The temperature faded toward freezing Saturday afternoon as Vena “Teddy” Giles sat back on her living room couch in Franklin and pulled a piece of blue construction paper out of an envelope addressed to the North Pole.

“Dear Santa,” she read. “I would like a Game Boy.”

In another letter, a girl named Hannah asked for a toy and promised to leave Saint Nick a piece of pie and some salad should he drop down her chimney this Christmas Eve.

The envelopes piled like snowflakes around Giles, who for 35 years has been receiving letters to Santa Claus from hundreds of hopeful children around Hancock County.

Most children get right to the point, listing the toys they hope to receive in the opening lines of their letters. There are promises of milk and cookies and affirmations that they’ll be nice instead of naughty from now on.

One girl even asked Santa to bring her a moose.

With less than a week to go before Christmas, the jolly man in the red suit has a full plate. He is making his list and checking it twice, but he needs a little help keeping up with his correspondence. That’s where the 73-year-old Giles comes in.

The retired postal worker reads and responds to every letter on Santa’s behalf.

“They will mention things they want,” she said, her eyes lighting up as brightly as her battery-operated Christmas bulb earrings. “Some of the things I’ve never even heard of.”

It all started in 1970, after Giles took a job as a rural mail carrier for the U.S. Postal Service. While delivering holiday packages to folks in places such as Mariaville and Otis, she noticed children’s letters to the North Pole were starting to pile up. She asked her boss whether she could respond to them, and the answer was yes.

“Then, after I retired in 1997, they let me keep doing it,” said Giles, a former selectman who has six grown children, 12 grandchildren and four great-grandchildren. She also has the tallest flagpole in Franklin, which may explain how Santa keeps track of her.

In the beginning, Giles received about 20 letters each holiday season. Now she gets 150 or so from children in towns like Lamoine, Ellsworth and Gouldsboro, making her almost as busy as Santa himself.

The envelopes, addressed simply to “Santa Claus, North Pole,” start showing up right after Thanksgiving and keep coming until Christmas. Some kids even send thank-you notes after the holiday passes.

“The postmasters all around know to send me the letters,” she said. “Yesterday I got 13.”

Now and then, Giles recognizes the child’s name because she answered a letter from the mother or father years ago.
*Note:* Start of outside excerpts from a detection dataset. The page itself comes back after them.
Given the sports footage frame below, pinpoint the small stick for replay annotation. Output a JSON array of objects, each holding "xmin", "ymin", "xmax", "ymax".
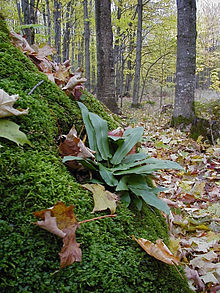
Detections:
[
  {"xmin": 50, "ymin": 109, "xmax": 61, "ymax": 142},
  {"xmin": 78, "ymin": 125, "xmax": 84, "ymax": 138},
  {"xmin": 78, "ymin": 215, "xmax": 117, "ymax": 224},
  {"xmin": 172, "ymin": 261, "xmax": 184, "ymax": 280},
  {"xmin": 28, "ymin": 80, "xmax": 44, "ymax": 96}
]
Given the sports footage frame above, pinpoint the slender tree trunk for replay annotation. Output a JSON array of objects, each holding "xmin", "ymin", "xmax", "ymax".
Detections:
[
  {"xmin": 63, "ymin": 1, "xmax": 73, "ymax": 62},
  {"xmin": 78, "ymin": 36, "xmax": 84, "ymax": 67},
  {"xmin": 114, "ymin": 0, "xmax": 121, "ymax": 100},
  {"xmin": 173, "ymin": 0, "xmax": 196, "ymax": 120},
  {"xmin": 21, "ymin": 0, "xmax": 31, "ymax": 44},
  {"xmin": 16, "ymin": 0, "xmax": 23, "ymax": 27},
  {"xmin": 120, "ymin": 43, "xmax": 125, "ymax": 108},
  {"xmin": 54, "ymin": 0, "xmax": 61, "ymax": 63},
  {"xmin": 43, "ymin": 5, "xmax": 47, "ymax": 38},
  {"xmin": 95, "ymin": 0, "xmax": 119, "ymax": 113},
  {"xmin": 46, "ymin": 0, "xmax": 51, "ymax": 46},
  {"xmin": 29, "ymin": 0, "xmax": 36, "ymax": 44},
  {"xmin": 132, "ymin": 0, "xmax": 143, "ymax": 107},
  {"xmin": 71, "ymin": 27, "xmax": 75, "ymax": 66},
  {"xmin": 91, "ymin": 37, "xmax": 96, "ymax": 93},
  {"xmin": 83, "ymin": 0, "xmax": 90, "ymax": 91}
]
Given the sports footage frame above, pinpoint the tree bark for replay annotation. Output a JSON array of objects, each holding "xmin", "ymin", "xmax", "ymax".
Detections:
[
  {"xmin": 132, "ymin": 0, "xmax": 143, "ymax": 107},
  {"xmin": 95, "ymin": 0, "xmax": 119, "ymax": 113},
  {"xmin": 114, "ymin": 0, "xmax": 122, "ymax": 100},
  {"xmin": 21, "ymin": 0, "xmax": 31, "ymax": 44},
  {"xmin": 173, "ymin": 0, "xmax": 196, "ymax": 120},
  {"xmin": 83, "ymin": 0, "xmax": 90, "ymax": 91},
  {"xmin": 16, "ymin": 1, "xmax": 23, "ymax": 27},
  {"xmin": 54, "ymin": 0, "xmax": 61, "ymax": 63},
  {"xmin": 63, "ymin": 1, "xmax": 73, "ymax": 62},
  {"xmin": 46, "ymin": 0, "xmax": 51, "ymax": 46}
]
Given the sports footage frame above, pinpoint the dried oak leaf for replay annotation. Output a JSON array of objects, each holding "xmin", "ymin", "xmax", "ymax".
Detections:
[
  {"xmin": 59, "ymin": 126, "xmax": 95, "ymax": 169},
  {"xmin": 0, "ymin": 89, "xmax": 28, "ymax": 118},
  {"xmin": 132, "ymin": 236, "xmax": 179, "ymax": 265},
  {"xmin": 59, "ymin": 225, "xmax": 82, "ymax": 269},
  {"xmin": 34, "ymin": 202, "xmax": 82, "ymax": 269},
  {"xmin": 82, "ymin": 184, "xmax": 118, "ymax": 214}
]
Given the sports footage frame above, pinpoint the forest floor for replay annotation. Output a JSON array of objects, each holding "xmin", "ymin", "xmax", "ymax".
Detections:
[{"xmin": 122, "ymin": 99, "xmax": 220, "ymax": 293}]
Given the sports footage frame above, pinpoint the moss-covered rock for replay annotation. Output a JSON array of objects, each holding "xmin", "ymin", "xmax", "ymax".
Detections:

Most children ask for presents, but a few also make wishes for other people.

A boy in Surry listed a few toys he hoped to receive but then closed his letter with this postscript: “I was wondering if my family could have money for gas and house payments.”

Another writer, a little girl, asked him to bring new houses to those left homeless by Hurricane Katrina.

“I told her Santa would do the best he could but that was a pretty big order to fill,” Giles said.

One of her favorite letters came from a boy who asked the man in charge of the sleigh to keep his reindeer off the roof because last year’s visit resulted in a few broken shingles.

Another boy promised to leave Santa a tomato as a snack on Christmas Eve.

“I said, ‘Oh, Santa loves tomatoes,'” Giles said.

It takes many hours to respond to the children’s messages, but Giles seems to relish it. Each reply is different, with information about what the elves are doing in their workshop or what the reindeer like to eat. She finishes every one with a red-ink stamp of “11 Candy Cane Lane” as a return address.

Knowing how pleased the children must be to hear back from Santa makes the work worthwhile, she said. And if it means one more generation will keep believing in Santa, she will keep at it.

“I think the kids have just gotten used to getting letters from Santa Claus,” she said.

“It’s a lot of satisfaction. I’m sure I’ll be doing it a few more years.”